Hacker News new | ask | show | jobs
by arronax 789 days ago
Oracle DB is, or was, very close to that with its query profiles, baselines, and query patches. It wasn't automatic back in 2014 when I last worked on it, but all the tools were there. Heck, it was possible to completely rewrite a bad query on the fly and execute a re-written variant. I suppose it all stems from the fact that Oracle is regularly used under massive black boxes, including the EBS.

Also, the problem with automatic indexing is that it only gets you so far, and any index can, in theory, mess up another query that is perfectly fine. Optimizers aren't omniscient. In addition, there are other knobs in the database, which affect performance. I suppose, a wider approach than just looking at indexes would be more successful. Like Ottertune, for example.

2 comments

> Heck, it was possible to completely rewrite a bad query on the fly and execute a re-written variant.

Is there really such a thing as a bad query that can be rewritten to give the same results but faster? For me, that's already the query optimizer's job.

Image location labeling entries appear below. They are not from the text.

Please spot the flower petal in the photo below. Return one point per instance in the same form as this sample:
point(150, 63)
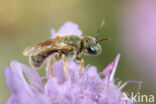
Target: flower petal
point(115, 62)
point(15, 85)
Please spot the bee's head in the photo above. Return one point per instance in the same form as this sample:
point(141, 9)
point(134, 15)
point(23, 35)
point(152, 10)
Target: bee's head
point(91, 45)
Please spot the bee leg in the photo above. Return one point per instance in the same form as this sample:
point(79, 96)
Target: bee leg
point(65, 66)
point(57, 36)
point(54, 58)
point(81, 62)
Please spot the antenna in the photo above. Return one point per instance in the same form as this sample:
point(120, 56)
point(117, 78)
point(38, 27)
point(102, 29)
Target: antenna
point(101, 25)
point(102, 40)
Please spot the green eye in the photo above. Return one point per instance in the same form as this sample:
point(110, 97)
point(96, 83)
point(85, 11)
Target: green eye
point(91, 50)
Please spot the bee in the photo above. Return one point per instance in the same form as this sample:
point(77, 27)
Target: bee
point(63, 48)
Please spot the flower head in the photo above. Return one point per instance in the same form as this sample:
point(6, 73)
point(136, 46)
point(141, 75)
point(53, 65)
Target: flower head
point(28, 87)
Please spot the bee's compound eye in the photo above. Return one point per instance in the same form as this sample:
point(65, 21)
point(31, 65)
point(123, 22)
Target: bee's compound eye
point(91, 50)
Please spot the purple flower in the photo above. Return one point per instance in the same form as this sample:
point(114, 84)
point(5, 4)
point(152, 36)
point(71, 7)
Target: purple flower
point(28, 87)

Of course there are "bad queries" where you query for things you don't need, join on the wrong columns, etc. And yeah the optimizer isn't perfect. But a query that you expect the query optimizer to "rewrite" and execute in an optimal way is a good query.

Highly database dependent, as the query optimizer can only perform the tricks programmed into it.

For instance, we use SQLAnywhere at work (migrating to MSSQL), and it wasn't smart about IN (sub-query) so EXISTS was much faster.

Or, as I mentioned in another comment here, MSSQL performs much worse using a single OR in WHERE clause vs splitting into two queries and using UNION ALL, something which has no significant difference in SQLAnywhere.

For MSSQL I've found that even a dozen sub-queries in the SELECT part can be much faster than a single CROSS APPLY for fetching per-row data from another table.

Also the query might rely on certain assumptions that will in practice always hold in that application, but not in general. Especially around NULL, for example NOT IN vs NOT EXISTS[1].

[1]: https://www.mssqltips.com/sqlservertip/6013/sql-server-in-vs...

One example is that in Presto, joins assume that left (IIRC) table is the big one you stream, and the right one is the small one you hash. One of the newer features was that in some cases, the optimizer is able to ignore the SQL order and correctly pick which table to hash and which one to stream.
Isn't that just basic table/index statistics to know which table is the smallest?
Not if you're joining on a filtered table or a result of another join.
> Of course there are "bad queries" where you query for things you don't need, join on the wrong columns, etc.

You can inject a hint into the query, forcing it to use a plan that would not otherwise be used, for example. Although, fixing a plan through a baseline is way cleaner. Mostly, I just meant that as an extreme example of something you can do, not something you should do. And yes, the only reason to re-write the query is when the query itself is bad in that it asks for unnecessary data or misses a join column. Admittedly, that's an extremely dirty and dangerous thing to do, as it uncouples app from db, but it is possible.

>Is there really such a thing as a bad query that can be rewritten to give the same results but faster? For me, that's already the query optimizer's job.

I can't tell if your disclaimer covers it but, yes, there are lots of bad queries that take a little bit of a re-write and run significantly faster. Generally it is someone taking a procedural vs set based approach or including things they don't need to try and help (adding an index to a temp table when it is only used once and going to be full scanned anyways). That's outside the general data typing/generally missing indexes.

The problem of new indexes messing up otherwise good queries is something I've battled on and off for the past decade with Postgres. Definitely annoying.
How would an index mess up another query? AFAIK indexes would only hurt write performance marginally per index, but most slow queries are read-only. I’ve tended to just add indexes as I go without thinking about it and haven’t run into issues, so genuinely curious.
While I don’t recall running into issues either, I can certainly see that a new index could cause the query planner to make a different decision. And that decision could - in some cases - end up being worse that the previous behaviour.

I definitely have seen the query planing make some peculiar choices in the past.

This is what I ran into. Often times they were indexes with a similar cost as another, and that caused issues.

I think the main index type that bit me are the ones created by exclusion constraints. Often times it looks to the planner like "the right" index to use, but there is another (btree) that is way cheaper...the exclusion constraint is just there to ensure consistency.

In those cases to fix things, I added a WHERE clause to the index (e.g. WHERE 1=1), and the planner wouldn't consider that index unless it saw that same 1=1 condition in the queries WHERE clause.

Indexes cost memory. It could push other indexes out of RAM. Or updates could increase IOPS, pushing them over an expensive threshold.